Payment rates for providers under Medicaid are generally lower than they are under Medicare and private insurance. If states lowered payment rates even further, providers might be less willing to treat Medicaid enrollees. As a result, Medicaid enrollees could face limited access to care.
Next, the most renowned pact was garnered by Grover Norquist, head of Americans for Tax Reform since 1986. It has been a major obstacle to forging a negotiable agreement between the Democrats and Republicans on the debt crisis. More than 270 Republican members of Congress and nearly all 2012 Republican presidential primary candidates signed a pledge. They promised to never vote to raise taxes despite concessions by Democrats for spending cuts in their most coveted programs.

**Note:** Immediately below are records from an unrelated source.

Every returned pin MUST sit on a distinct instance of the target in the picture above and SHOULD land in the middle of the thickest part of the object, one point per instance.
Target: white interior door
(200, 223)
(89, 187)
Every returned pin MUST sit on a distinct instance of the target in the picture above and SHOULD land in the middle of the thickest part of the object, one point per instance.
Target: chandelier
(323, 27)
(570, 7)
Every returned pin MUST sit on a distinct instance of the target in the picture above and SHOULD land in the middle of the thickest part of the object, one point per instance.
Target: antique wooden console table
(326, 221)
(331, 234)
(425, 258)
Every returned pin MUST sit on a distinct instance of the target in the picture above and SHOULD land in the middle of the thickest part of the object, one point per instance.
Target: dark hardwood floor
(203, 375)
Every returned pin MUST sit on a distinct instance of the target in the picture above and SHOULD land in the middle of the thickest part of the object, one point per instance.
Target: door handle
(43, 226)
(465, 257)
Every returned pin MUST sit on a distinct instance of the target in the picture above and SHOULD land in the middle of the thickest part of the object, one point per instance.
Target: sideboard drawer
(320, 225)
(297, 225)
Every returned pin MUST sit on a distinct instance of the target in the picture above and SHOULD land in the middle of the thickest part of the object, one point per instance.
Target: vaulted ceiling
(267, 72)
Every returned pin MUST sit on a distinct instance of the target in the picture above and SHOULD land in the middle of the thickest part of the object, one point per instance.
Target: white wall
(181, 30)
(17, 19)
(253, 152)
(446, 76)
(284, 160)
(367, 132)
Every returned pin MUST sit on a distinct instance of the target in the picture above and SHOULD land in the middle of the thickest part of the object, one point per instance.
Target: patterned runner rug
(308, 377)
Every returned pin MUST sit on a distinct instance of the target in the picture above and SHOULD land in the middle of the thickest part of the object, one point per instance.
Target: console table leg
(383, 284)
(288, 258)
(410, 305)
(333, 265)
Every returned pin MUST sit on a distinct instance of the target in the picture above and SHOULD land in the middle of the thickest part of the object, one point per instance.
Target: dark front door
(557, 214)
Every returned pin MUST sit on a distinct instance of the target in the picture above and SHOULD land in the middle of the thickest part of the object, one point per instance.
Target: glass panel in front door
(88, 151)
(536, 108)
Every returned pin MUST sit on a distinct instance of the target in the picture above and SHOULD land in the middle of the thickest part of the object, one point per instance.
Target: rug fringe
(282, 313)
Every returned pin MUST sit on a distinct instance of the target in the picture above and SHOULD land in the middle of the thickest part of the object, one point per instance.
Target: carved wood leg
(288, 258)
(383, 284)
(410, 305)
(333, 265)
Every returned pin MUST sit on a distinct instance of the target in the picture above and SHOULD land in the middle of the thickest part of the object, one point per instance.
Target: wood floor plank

Then recently on May 24, the GOP-led House approved a 2013 budget that would cut taxes for the wealthy, revamp Medicare and slash federal spending (translation- neglect the poor). It was a 228-191 party-line vote. Presumptive GOP presidential nominee Gov. Mitt Romney has embraced the proposal. No Democrats voted for the measure and 10 Republicans voted against it.
In their new book, titled “It’s Even Worse than It Looks: How the American Constitutional System Collided with the New Politics of Extremism,” Tom Mann of the Brookings Institution and Norm Ornstein of the American Enterprise Institute share their views about conservative extremism in the Republican Party.
“In our past writings, we have criticized both parties when we believed it was warranted,” Mann and Ornstein write. “Today, however, we have no choice but to acknowledge that the core of the problem lies with the Republican Party.”
They explain that essentially, the Affordable Care Act is the 1993 Republican health plan. It was backed by the late Republican Sen. John Chafee (R-RI) and former Republican Sen. Dave Durenberger (R-MN) along with current Senators Chuck Grassley (R-IA) and Orrin Hatch (R-UT). It was the alternative to President Clinton’s plan merged with elements of Governor Mitt Romney’s plan.
Republicans suddenly labeled their very own plan “socialism.:
Then there was the “appalling spectacle of hostage taking,” as Mann and Ornstein described last year’s budget crises, when Republicans threatened a government shutdown and public default in the name of fiscal responsibility. It did not matter that the country’s credit standing was threatened and U.S. treasuries were downgraded.
Suffice it to say, it has not mattered to most Republicans that Congress has failed to negotiate reasonable thoughtful solutions to the social and economic challenges of the day.
In the final analysis, the X- Factor is the only thing that seems to matter for modern Republicans: “Bring down President Obama.” But, does that bring about any sort of positive change?